As is usually the case with these small bungalow operations, the owners were very friendly and gave us lots of personal attention. We asked what there was to do and they told us that in the morning we should rent a longtail and go to see the birds and lotus flowers. So that is what we did.

Talay Noi - the lake is carpeted with lotus flowers and home to many birdsAt 8:00am the next morning, we were on the lake, skimming through the stunning carpet of lotus flowers. It might have been out of season but there were still plenty of brightly coloured birds around. I thought the noise of the engine would scare them away but they were clearly accustomed to the tour boats.

I'm afraid I really know nothing about birds and cannot give any bird-watchers amongst you much info on what I saw. There were cormorants and herons, one that looked like an eagle and quite a few colourful specimens running across the lotus leaves. What mattered to me was just the tranquil beauty of it all.

When we do these trips, these are so often the places I like best. You just take a punt on somewhere with no real expectations and find yourself in a beautiful location with charming, local people. We stayed another night.

Railay Beach, Krabi

Before I even came to Thailand, a friend of mine had raved about Railay Beach and said it was a must see. And here I was after six years in Thailand and I still hadn't seen it. The time had come.

We drove to Ao Nang and parked the car. From here, you have to take a boat around the headland to Railay, 50 baht each.

The boat was packed and one American man was very unhappy that it was not safe. He became even more agitated when we arrived at Railay; he was expecting to be dropped off at another beach. We left him ranting at the boatman that he was not going to pay. The boatman plainly could not care less whether the guy paid or not. I like this about the Thais, he just didn't think it mattered.

Railay West BeachYou arrive at Railay West Beach. It is a nice beach surrounded by beautiful limestone cliffs. Just the same, I could not see why my friend had raved about it so much. I thought maybe I was becoming blasé after all this time in Thailand.

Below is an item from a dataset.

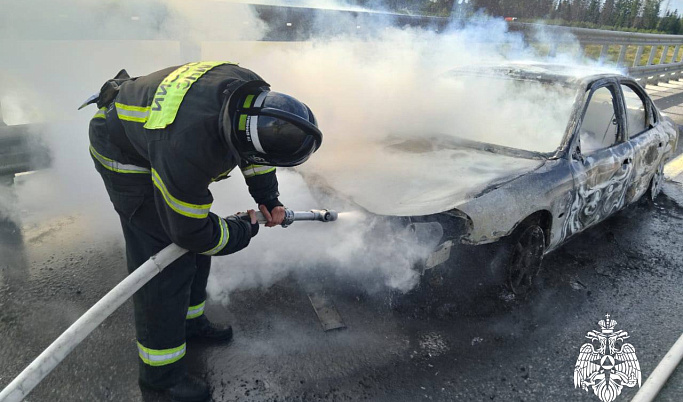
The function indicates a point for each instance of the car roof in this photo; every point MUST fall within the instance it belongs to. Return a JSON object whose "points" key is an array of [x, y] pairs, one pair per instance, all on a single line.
{"points": [[545, 72]]}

There are plenty of bungalows At Railay but they are all in quite big resorts. The Rayavadee Resort at the south end of the beach was charging 20,000 baht a night! We booked into a nice enough bungalow at the Sand Sea Resort for 1,500 baht.

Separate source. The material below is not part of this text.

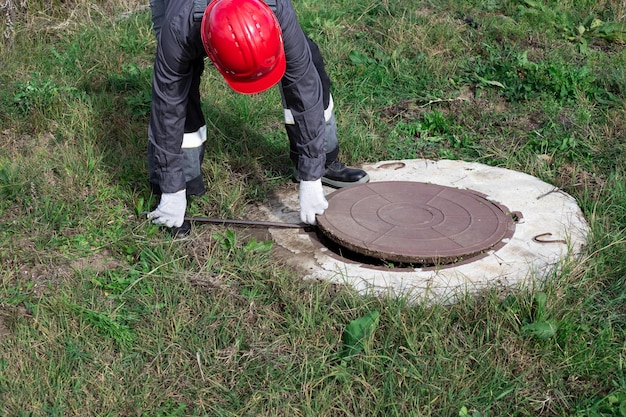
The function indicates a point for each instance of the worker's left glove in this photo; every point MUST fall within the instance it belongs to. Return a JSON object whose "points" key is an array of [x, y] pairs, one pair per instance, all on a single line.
{"points": [[171, 209], [312, 200]]}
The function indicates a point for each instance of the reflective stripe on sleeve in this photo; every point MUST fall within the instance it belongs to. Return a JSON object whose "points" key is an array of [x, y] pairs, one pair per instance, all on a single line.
{"points": [[194, 139]]}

The majority of tourists were westerners and most of them probably thought they were doing a remote beach getaway holiday. I thought the beach was distinctly touristy. The main restaurants belonged to the bungalow resorts. There were a handful of independent restaurants and bars but they were very westernised.

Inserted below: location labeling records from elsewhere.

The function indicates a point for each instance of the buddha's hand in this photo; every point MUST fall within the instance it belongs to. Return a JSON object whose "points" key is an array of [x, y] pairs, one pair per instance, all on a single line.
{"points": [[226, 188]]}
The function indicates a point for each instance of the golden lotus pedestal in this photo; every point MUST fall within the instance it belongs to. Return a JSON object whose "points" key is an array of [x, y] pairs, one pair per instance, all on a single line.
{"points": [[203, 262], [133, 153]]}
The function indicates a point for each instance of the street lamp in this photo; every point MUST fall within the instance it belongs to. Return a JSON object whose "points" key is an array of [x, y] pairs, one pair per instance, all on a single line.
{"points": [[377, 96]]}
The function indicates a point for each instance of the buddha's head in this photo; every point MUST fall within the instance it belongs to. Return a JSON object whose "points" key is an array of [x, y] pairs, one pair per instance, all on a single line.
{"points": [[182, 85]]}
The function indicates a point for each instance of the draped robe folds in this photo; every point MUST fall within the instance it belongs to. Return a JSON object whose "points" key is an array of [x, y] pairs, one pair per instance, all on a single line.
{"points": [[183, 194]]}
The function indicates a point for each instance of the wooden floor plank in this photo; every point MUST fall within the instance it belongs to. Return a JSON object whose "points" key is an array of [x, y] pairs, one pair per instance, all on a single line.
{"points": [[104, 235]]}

We had a nice evening meal by the beach while the kids played. A lot of the tourists sat in groups on the beach drinking by candlelight. There are only a few shops and none of them sells beer so you have to buy it from the bars or restaurants.

The next morning we went for a walk around the rest of Railay. First, we came to Railay East Beach. It is a shingly beach with rocky seabed so I still didn't know why my friend had loved this place so much.

Then we followed a footpath around a rock face to Phranang Cave Beach. Finally, I began to understand. This is a stunning beach of fine sand and inviting turquoise sea. The cave is in the cliff face at the south end while coconut palms line the beach and there are a couple of spectacular limestone outcrops in the bay.

There were only a handful of people walking the beach. The only resort which seems to have any bungalows here was the up-market 20,000 baht a night place.

So now, the Railay fans begin to make sense to me. There is a nice beach and a very nice beach. Great scenery and a good laid back feel. The place is just a little touristy and westernised for my liking. The problem is although places like Phuket, Koh Lanta, etc are very touristy, they are also big enough that you can get away from it. In Railay you just have touristy and there is nowhere else to go.


So another visa run completed and another good trip. Every time I do one of these, I get to know the country a little better.